The efficacy of RUCONEST 50 U/kg for different anatomical locations of HAE attacks is summarized in Table 7.
|* Life-threatening laryngeal attacks were excluded from the randomized-controlled phase of Study 1|
Attack Type *
RUCONEST 50 U/kg
In the OLE phase of Study 1, patients were treated with open-label RUCONEST 50 U/kg for repeated attacks of HAE. Forty-four patients who completed the RCT phase were enrolled into the OLE phase where they were treated for a total of 170 attacks. In this phase, the median time to beginning of relief of symptoms was 75 minutes (95% CI: 64, 90), consistent with the results of the RCT phase of the study ( Table 6). Results were also comparable across attacks, suggesting that the efficacy of RUCONEST 50 U/kg was maintained over repeated attacks of HAE. In the OLE phase of Study 1, 5/170 (3%) attacks received a second dose of RUCONEST 50 U/kg.
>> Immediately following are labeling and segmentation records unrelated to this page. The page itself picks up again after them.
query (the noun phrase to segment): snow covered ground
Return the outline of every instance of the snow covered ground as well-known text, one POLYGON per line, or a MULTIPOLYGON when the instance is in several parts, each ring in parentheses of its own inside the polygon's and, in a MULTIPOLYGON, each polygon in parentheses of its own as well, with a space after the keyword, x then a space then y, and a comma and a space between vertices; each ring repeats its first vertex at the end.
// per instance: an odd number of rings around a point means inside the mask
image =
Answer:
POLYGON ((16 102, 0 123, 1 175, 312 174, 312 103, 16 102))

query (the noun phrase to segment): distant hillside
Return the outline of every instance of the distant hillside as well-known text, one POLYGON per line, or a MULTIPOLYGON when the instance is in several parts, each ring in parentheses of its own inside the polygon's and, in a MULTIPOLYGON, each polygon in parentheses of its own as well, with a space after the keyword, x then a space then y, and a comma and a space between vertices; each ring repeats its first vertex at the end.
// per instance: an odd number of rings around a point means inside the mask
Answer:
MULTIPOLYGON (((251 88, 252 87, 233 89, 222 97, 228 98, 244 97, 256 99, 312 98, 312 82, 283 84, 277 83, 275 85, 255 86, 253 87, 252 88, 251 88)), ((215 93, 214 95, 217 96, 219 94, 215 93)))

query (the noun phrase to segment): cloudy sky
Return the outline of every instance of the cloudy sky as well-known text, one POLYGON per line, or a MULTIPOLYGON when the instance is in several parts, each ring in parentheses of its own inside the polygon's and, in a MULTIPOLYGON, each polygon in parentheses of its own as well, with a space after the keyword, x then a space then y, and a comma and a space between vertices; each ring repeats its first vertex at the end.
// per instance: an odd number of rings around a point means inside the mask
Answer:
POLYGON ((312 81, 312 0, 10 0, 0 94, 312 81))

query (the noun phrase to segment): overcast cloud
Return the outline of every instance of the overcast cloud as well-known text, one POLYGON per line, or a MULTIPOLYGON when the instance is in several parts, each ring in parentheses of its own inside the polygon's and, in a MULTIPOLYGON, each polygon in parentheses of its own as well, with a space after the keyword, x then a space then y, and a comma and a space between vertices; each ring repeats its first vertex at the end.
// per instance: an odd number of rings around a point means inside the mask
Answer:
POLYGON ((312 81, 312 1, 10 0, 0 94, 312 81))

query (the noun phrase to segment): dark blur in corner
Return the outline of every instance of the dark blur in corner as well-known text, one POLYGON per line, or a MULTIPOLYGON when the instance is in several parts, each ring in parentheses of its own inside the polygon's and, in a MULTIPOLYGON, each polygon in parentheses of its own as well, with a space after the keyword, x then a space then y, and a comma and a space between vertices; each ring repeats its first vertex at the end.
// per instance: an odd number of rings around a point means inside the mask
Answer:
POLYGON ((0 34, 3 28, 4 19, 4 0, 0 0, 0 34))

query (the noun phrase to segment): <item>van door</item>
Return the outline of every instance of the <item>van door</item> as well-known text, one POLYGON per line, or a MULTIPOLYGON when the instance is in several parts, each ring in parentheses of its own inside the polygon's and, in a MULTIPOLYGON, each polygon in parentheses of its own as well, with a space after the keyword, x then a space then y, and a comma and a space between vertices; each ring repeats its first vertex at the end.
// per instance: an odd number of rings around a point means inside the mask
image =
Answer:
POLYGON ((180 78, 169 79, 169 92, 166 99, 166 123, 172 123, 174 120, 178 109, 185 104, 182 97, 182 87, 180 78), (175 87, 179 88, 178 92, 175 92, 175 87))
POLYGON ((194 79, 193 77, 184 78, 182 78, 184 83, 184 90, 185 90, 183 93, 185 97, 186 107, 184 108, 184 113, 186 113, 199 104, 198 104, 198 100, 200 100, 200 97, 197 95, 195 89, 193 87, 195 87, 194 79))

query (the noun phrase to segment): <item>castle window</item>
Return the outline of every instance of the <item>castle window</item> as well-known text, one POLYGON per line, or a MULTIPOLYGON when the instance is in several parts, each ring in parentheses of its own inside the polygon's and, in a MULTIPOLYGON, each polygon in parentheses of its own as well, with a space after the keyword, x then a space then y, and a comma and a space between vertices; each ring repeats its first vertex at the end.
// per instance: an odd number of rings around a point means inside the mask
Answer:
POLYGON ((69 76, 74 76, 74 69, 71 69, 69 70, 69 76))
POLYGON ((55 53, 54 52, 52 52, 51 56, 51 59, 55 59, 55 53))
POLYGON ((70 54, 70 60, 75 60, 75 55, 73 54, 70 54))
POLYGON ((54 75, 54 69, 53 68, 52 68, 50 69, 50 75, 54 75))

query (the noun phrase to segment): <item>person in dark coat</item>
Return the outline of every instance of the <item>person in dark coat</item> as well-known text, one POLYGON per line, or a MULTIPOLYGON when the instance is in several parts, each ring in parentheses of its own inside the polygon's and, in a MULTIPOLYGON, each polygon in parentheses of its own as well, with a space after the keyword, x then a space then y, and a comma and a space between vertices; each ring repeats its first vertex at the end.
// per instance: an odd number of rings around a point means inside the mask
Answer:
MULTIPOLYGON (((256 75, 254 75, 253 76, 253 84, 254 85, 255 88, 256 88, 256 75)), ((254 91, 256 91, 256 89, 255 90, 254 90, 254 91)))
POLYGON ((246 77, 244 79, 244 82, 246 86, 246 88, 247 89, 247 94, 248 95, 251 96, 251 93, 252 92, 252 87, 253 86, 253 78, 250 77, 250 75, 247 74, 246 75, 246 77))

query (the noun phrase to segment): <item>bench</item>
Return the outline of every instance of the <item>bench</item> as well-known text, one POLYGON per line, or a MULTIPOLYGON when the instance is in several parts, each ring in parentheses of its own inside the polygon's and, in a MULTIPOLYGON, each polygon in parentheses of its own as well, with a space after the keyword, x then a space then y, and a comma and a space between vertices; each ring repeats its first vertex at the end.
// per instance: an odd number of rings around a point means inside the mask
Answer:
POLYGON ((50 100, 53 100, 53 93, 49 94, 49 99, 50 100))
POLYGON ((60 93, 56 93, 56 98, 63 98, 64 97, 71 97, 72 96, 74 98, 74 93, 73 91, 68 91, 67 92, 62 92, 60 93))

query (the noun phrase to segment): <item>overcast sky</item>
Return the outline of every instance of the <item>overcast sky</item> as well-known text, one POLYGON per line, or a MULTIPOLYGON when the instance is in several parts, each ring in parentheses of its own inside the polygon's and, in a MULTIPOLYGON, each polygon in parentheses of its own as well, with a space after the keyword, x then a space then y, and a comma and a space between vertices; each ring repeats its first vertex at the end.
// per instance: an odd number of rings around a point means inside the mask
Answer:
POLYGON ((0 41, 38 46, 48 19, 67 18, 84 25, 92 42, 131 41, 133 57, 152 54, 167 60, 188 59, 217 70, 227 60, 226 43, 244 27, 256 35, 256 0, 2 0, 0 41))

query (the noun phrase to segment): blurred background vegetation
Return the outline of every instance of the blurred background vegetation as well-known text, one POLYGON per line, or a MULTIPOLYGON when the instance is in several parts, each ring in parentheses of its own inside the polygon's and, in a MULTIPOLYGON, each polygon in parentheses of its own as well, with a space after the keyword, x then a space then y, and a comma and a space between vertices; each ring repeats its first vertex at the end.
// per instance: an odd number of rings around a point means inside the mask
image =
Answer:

In Study 2 (North American RCT), patients were randomized to receive a single administration of either RUCONEST 50 U/kg (N=12), RUCONEST 100 U/kg (N=13) or placebo (N=13). Patients ranged in age from 17 to 66 years of age; 74% were female and 26% were male; and 92% were Caucasian.
In Study 3 (European RCT), patients were randomized to receive a single administration of either RUCONEST 100 U/kg (N=16) or placebo (N=16). Patients ranged in age from 17 to 71 years of age: 53% were female and 47% were male; and 100% were Caucasian.
Patients scored their symptoms using a visual analog scale (VAS) ranging from 0-100 mm. A VAS decrease of > 20 mm compared with baseline with persistence of the improvement at two consecutive time points was considered the onset of relief in Studies 2 and 3.
In both Study 2 and 3, the efficacy of RUCONEST in the treatment of acute angioedema attacks was demonstrated by significantly shorter times to beginning of relief of symptoms based on the VAS (Figure 2).
Figure 2. Mean VAS scores over time with 95% Confidence Intervals (Study 2 and 3, RCT Phase)
In open-label extension studies of Study 2 and 3, 119 patients were treated with RUCONEST for a total of 362 acute angioedema attacks. As observed in Study 1, the efficacy of RUCONEST was maintained for repeat attacks.